5. Family history: If any of your direct family members have had any thyroid health issues, your chances of developing the same are greatly increased.
6. Hormonal irregularities: Prostate, breast or ovarian cysts such as P.C.O.S. with infrequent or absent periods. Heavier, more frequent and painful periods are often linked to an underactive thyroid gland. Shorter, lighter or irregular periods are commonly seen with a hyperactive gland.
7. Bowel difficulties: Long term constipation can be an indication of hypothyroidism whereas diarrhoea can mean hyperthyroidism.
8. Hair and skin problems: If you are losing hair (particularly at the outer corners of your brows) and your skin feels dry and coarse.
9. Neck discomfort: If your neck feels tight and sore or sensations of something stuck in your throat, you may be developing a Goitre which is a swollen, enlarged Thyroid gland.
10. Autoimmune disorders: The beginnings of many autoimmune disorders such as Rheumatoid arthritis or Diabetes may have originally begun as a dysfunctioning Thyroid gland.
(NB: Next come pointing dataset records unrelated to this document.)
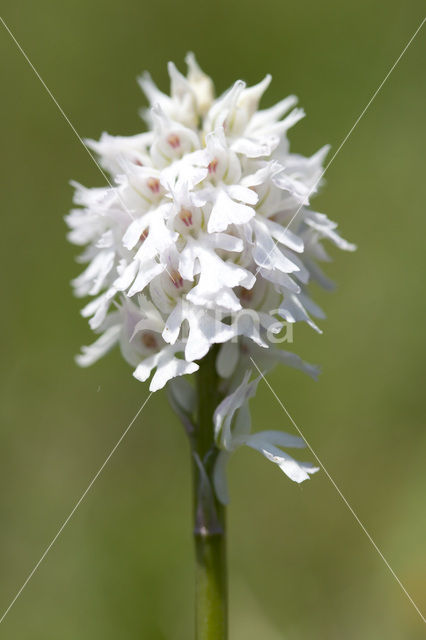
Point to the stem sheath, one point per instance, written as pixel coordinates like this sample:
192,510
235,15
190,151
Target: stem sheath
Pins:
209,514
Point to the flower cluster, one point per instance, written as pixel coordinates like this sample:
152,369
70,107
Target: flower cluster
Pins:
205,236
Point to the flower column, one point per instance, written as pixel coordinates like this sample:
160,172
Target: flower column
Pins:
209,514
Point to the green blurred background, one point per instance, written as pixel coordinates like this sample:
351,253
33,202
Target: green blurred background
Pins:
300,566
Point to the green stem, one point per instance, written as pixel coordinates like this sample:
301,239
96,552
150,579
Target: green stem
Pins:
209,514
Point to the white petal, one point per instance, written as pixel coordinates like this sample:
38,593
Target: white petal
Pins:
226,211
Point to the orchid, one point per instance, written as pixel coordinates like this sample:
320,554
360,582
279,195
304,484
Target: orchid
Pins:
199,254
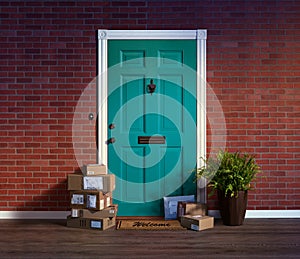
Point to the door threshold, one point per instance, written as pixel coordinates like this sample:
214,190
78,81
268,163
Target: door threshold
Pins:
140,218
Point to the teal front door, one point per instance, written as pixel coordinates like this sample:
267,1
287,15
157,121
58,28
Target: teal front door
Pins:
151,122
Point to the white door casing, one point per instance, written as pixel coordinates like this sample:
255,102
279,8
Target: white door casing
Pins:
102,86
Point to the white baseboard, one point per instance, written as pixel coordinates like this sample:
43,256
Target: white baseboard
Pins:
263,214
214,213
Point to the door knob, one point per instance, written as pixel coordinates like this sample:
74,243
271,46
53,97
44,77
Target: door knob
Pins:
111,126
151,87
111,141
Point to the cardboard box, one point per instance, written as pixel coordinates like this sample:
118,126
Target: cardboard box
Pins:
75,182
191,208
171,203
94,200
94,169
105,183
108,212
98,224
197,222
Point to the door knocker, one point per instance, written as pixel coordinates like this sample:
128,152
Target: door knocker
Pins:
151,87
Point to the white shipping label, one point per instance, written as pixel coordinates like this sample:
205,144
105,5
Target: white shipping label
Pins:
91,201
107,201
77,199
93,183
74,213
194,227
102,204
173,207
96,224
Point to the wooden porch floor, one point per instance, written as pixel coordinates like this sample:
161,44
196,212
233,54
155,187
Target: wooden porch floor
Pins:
257,238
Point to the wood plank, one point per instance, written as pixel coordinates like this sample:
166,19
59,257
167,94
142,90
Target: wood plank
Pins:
275,238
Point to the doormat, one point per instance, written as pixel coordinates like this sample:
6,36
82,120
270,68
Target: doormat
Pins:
138,224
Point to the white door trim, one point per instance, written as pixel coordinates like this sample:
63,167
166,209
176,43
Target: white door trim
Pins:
200,36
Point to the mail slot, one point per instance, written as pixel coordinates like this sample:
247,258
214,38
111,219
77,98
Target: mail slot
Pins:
151,139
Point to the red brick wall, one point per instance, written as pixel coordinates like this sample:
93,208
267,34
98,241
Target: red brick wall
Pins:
48,57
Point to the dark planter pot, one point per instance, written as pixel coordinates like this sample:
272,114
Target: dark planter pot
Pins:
233,209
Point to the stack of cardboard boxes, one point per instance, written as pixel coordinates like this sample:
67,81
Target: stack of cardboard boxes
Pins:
91,198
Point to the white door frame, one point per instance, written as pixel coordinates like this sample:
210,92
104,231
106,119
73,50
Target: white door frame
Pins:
102,87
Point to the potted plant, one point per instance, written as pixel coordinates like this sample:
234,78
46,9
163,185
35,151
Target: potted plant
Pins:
230,174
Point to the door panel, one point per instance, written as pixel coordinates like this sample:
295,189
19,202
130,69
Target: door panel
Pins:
145,173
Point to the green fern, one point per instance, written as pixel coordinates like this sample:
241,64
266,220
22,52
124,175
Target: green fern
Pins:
229,172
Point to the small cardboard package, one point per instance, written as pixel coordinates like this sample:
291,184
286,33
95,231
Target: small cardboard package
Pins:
94,200
171,204
191,208
98,224
108,212
197,222
105,183
94,169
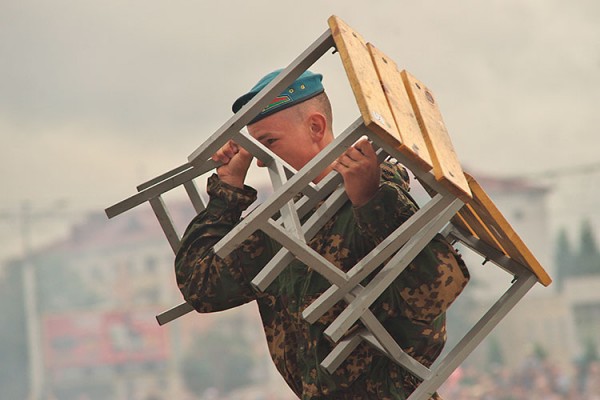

Even muscle aches and pains, Carpal tunnel syndrome and Plantar fasciitis have been linked to the Thyroid.
How do you test your Thyroid function?
Your doctor can order a blood test that will test for TSH (Thyroid Stimulating Hormone) levels in your blood, or he may refer you to an Endocrinologist or Naturopath for a more comprehensive blood test. A full thyroid profile blood test will look at TSH levels as well as Free T4, Free T3, Reverse T3, TPA (Thyroid Peroxidase Antibodies) and TGA (Thyroid Globulin Antibodies) which can ascertain if you have an autoimmune disorder. You can also conduct a 24 hour urinary Iodine load test to check if your Thyroid is able to uptake iodine, as well as Reflexometry and Tissue Speeds as slower reflexes can often be seen in patients with Hypothyroidism.